Assume that $f : X \rightarrow Y$ is a morphism of schemes. Then prove that $f$ is a closed immersion if-f there is an affine cover of $Y$ say $\{ U_i \}$, such that the induced scheme morphisms $f^{-1}(U_i) \rightarrow U_i$, is a closed immersion $ \forall \thinspace i \in I$.
(The above is an exercise from Vakil's notes)
Lemma/Definition 1: Let $\operatorname{Spec} B \rightarrow \operatorname{Spec} A$ be a morphism of affine schemes induced from $A \rightarrow B$, this is a closed immersion iff $A \rightarrow B$ is a surjective ring homomorphism.
Let us use the Affine communication lemma, 5.3.2, pg. 158. We define property $P$ by
Definition 2: $\operatorname{Spec} A \hookrightarrow X$ has property $P$ iff the induced $\operatorname{Spec} B = \pi^{-1}\operatorname{Spec} A \rightarrow \operatorname{Spec} A$ is a closed embedding.
Now we check the conidtions.
(i) We show if $ \varphi:A \rightarrow B$ is a surjection, then $A_f \rightarrow B_{\varphi f}=B \otimes A_{f}$ is a surjection for all $f \in A$. This follows as $\otimes A_f$ is right exact.
(ii) We show if $A_{f_i} \rightarrow B_{\varphi f_i}=B \otimes A_{f_i}$ is surjective for all $f_i$ with $\langle f_1, \ldots, f_n \rangle =A$, then $A \rightarrow B$ is surjective. This then follows from the the two general propositions below.

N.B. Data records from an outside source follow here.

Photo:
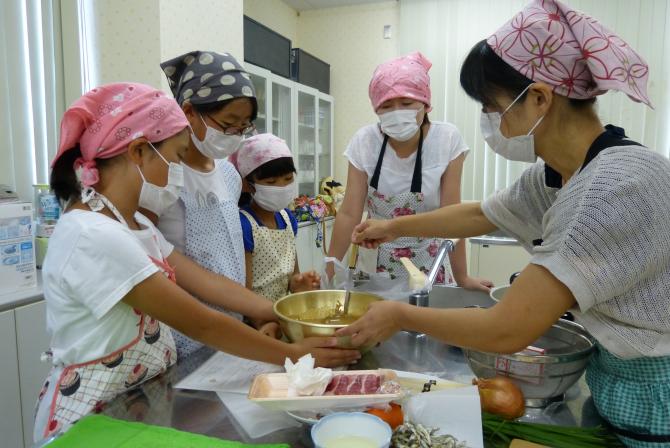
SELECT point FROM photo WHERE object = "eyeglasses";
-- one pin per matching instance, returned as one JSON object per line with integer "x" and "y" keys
{"x": 247, "y": 130}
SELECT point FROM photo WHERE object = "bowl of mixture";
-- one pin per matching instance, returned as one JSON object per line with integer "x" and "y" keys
{"x": 351, "y": 430}
{"x": 318, "y": 313}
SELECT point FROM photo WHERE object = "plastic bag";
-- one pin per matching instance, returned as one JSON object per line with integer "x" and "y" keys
{"x": 380, "y": 284}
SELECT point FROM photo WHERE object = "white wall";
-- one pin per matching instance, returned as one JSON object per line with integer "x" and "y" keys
{"x": 126, "y": 39}
{"x": 351, "y": 40}
{"x": 132, "y": 37}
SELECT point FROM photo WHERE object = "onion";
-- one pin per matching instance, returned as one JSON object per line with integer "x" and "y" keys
{"x": 500, "y": 396}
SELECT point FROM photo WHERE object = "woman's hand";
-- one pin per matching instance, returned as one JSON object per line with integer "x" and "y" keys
{"x": 271, "y": 329}
{"x": 477, "y": 284}
{"x": 305, "y": 281}
{"x": 381, "y": 321}
{"x": 373, "y": 232}
{"x": 267, "y": 313}
{"x": 325, "y": 352}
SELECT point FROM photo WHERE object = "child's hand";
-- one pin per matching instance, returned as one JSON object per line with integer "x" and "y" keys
{"x": 271, "y": 329}
{"x": 305, "y": 281}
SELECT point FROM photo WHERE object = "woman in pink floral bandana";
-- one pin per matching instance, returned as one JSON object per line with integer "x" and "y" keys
{"x": 594, "y": 212}
{"x": 404, "y": 165}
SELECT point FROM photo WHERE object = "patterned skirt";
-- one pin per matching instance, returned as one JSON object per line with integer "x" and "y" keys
{"x": 633, "y": 396}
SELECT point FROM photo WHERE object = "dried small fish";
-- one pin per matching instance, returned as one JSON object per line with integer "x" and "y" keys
{"x": 415, "y": 435}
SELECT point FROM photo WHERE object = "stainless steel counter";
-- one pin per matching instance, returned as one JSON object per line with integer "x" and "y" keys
{"x": 202, "y": 412}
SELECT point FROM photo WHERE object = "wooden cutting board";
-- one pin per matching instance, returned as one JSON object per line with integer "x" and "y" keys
{"x": 518, "y": 443}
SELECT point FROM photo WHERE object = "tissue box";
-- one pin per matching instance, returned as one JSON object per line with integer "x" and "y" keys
{"x": 17, "y": 251}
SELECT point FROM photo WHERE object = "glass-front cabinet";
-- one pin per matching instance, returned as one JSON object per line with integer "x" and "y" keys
{"x": 282, "y": 110}
{"x": 324, "y": 145}
{"x": 307, "y": 164}
{"x": 260, "y": 83}
{"x": 303, "y": 117}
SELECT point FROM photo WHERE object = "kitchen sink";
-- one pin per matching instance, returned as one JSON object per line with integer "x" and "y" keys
{"x": 455, "y": 297}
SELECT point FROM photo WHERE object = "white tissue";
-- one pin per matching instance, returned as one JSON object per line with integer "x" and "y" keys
{"x": 304, "y": 379}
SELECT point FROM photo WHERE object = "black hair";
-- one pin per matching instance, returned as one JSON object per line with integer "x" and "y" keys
{"x": 63, "y": 180}
{"x": 219, "y": 105}
{"x": 484, "y": 75}
{"x": 274, "y": 168}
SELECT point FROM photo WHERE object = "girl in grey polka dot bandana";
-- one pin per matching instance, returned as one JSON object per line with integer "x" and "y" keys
{"x": 206, "y": 77}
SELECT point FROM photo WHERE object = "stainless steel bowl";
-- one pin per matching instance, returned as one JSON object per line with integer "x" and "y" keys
{"x": 291, "y": 307}
{"x": 542, "y": 378}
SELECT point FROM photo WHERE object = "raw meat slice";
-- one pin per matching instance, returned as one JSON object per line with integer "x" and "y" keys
{"x": 354, "y": 384}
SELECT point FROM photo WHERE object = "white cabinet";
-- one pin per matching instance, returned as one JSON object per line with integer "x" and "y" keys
{"x": 11, "y": 427}
{"x": 31, "y": 341}
{"x": 304, "y": 118}
{"x": 497, "y": 262}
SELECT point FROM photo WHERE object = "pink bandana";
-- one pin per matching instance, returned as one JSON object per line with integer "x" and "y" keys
{"x": 105, "y": 120}
{"x": 402, "y": 77}
{"x": 550, "y": 42}
{"x": 257, "y": 151}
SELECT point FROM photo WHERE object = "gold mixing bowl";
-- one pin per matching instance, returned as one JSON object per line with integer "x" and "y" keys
{"x": 293, "y": 309}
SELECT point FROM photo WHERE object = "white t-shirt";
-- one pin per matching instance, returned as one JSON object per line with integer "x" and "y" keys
{"x": 442, "y": 144}
{"x": 92, "y": 263}
{"x": 208, "y": 188}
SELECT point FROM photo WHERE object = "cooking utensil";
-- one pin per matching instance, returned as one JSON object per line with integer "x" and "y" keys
{"x": 339, "y": 314}
{"x": 353, "y": 259}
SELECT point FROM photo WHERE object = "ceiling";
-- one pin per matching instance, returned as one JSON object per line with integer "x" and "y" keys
{"x": 303, "y": 5}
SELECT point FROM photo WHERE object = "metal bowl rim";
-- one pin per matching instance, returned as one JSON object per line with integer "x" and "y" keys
{"x": 301, "y": 322}
{"x": 549, "y": 359}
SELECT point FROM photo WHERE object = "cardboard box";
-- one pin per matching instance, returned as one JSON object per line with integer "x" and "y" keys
{"x": 17, "y": 250}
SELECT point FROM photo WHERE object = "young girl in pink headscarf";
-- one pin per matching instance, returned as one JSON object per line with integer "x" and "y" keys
{"x": 111, "y": 281}
{"x": 403, "y": 165}
{"x": 593, "y": 210}
{"x": 265, "y": 164}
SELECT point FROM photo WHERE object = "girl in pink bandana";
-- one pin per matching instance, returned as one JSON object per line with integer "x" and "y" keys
{"x": 593, "y": 210}
{"x": 404, "y": 165}
{"x": 112, "y": 283}
{"x": 268, "y": 227}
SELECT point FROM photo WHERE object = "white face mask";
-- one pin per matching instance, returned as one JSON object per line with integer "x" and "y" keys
{"x": 520, "y": 148}
{"x": 274, "y": 199}
{"x": 400, "y": 124}
{"x": 216, "y": 144}
{"x": 158, "y": 199}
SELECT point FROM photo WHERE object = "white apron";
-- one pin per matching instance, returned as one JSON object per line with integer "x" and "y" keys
{"x": 213, "y": 240}
{"x": 273, "y": 258}
{"x": 421, "y": 251}
{"x": 73, "y": 391}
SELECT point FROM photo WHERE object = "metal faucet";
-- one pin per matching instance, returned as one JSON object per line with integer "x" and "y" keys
{"x": 421, "y": 298}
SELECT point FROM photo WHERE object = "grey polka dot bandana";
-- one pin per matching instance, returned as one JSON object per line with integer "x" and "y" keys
{"x": 205, "y": 77}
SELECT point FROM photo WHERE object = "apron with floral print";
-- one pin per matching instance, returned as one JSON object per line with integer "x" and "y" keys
{"x": 421, "y": 251}
{"x": 73, "y": 391}
{"x": 273, "y": 258}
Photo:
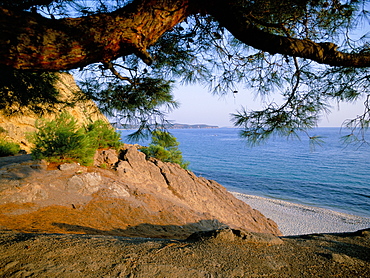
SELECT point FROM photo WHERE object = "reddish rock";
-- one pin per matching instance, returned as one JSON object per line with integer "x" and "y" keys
{"x": 146, "y": 198}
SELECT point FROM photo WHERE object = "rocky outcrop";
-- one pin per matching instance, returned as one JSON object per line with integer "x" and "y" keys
{"x": 17, "y": 126}
{"x": 132, "y": 197}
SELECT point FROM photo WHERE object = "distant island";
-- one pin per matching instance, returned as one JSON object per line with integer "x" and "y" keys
{"x": 170, "y": 126}
{"x": 179, "y": 126}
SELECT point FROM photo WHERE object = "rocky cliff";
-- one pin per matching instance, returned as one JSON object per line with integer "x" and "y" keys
{"x": 132, "y": 197}
{"x": 17, "y": 126}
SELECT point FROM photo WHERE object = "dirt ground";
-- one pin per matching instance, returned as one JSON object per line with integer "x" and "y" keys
{"x": 224, "y": 253}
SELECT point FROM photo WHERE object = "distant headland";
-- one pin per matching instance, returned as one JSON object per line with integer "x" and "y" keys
{"x": 171, "y": 126}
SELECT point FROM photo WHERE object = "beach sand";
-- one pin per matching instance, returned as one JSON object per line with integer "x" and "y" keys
{"x": 296, "y": 219}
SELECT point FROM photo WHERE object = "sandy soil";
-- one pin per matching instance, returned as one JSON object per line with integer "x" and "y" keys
{"x": 222, "y": 254}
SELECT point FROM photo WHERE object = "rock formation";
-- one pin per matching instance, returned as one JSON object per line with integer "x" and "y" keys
{"x": 16, "y": 126}
{"x": 131, "y": 197}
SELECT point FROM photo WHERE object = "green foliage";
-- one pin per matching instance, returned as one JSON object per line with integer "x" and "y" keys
{"x": 23, "y": 90}
{"x": 8, "y": 148}
{"x": 103, "y": 135}
{"x": 164, "y": 147}
{"x": 62, "y": 140}
{"x": 201, "y": 50}
{"x": 139, "y": 101}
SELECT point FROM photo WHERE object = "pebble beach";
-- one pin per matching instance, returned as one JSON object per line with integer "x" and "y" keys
{"x": 296, "y": 219}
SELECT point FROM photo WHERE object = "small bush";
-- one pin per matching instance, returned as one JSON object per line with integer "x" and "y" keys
{"x": 8, "y": 148}
{"x": 103, "y": 135}
{"x": 164, "y": 147}
{"x": 61, "y": 140}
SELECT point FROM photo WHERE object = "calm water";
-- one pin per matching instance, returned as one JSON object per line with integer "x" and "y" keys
{"x": 332, "y": 176}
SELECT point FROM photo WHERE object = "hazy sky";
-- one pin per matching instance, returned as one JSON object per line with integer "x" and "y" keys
{"x": 198, "y": 106}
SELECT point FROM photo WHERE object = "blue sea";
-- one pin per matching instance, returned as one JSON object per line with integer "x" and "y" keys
{"x": 332, "y": 176}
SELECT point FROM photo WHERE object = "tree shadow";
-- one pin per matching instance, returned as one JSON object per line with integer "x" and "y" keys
{"x": 147, "y": 230}
{"x": 348, "y": 244}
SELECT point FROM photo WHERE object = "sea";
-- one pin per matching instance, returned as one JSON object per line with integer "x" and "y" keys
{"x": 331, "y": 175}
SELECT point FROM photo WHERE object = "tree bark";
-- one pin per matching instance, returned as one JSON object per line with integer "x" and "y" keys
{"x": 234, "y": 19}
{"x": 29, "y": 41}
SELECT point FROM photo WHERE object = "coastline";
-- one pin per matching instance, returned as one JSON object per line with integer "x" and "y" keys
{"x": 296, "y": 219}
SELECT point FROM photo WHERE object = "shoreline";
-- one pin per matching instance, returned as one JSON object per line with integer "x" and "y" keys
{"x": 296, "y": 219}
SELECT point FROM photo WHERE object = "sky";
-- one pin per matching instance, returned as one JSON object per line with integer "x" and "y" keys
{"x": 199, "y": 106}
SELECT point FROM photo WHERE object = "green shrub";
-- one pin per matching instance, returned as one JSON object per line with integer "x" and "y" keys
{"x": 8, "y": 148}
{"x": 61, "y": 140}
{"x": 164, "y": 147}
{"x": 103, "y": 135}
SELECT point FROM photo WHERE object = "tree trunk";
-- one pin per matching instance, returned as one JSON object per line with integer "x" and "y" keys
{"x": 29, "y": 41}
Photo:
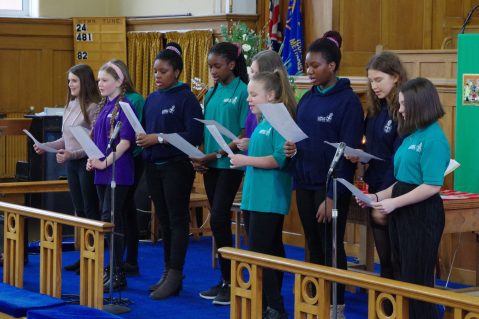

Affine communication lemma then implies the property holds for all affine open.
Prop 1: If $M \rightarrow N \rightarrow P$ is an exact sequence of $A$ modules, then it is exact iff it is so when localize at all maximal ideals.
Proof: This follows from combining two observations:
a) $M=0$ iff $M_{m}=0$ for all maximal ideals of $A$.
b) localization is exact. So homology of the chain complex of $A$-modules commutes with localization.
Prop 2. $M_m=0$ for all $m$ maximal ideal of $A$ iff $M_{f_i}=0$ for all $i$ where $\langle f_1, \ldots, f_n\rangle =A$.
Proof: One direction follows from a) of Prop 1. Let $m$ be any maximal ideal, there must exist some $f_i$ not in $m$. Thus $M_m \cong (M_{f_i})_m =0$.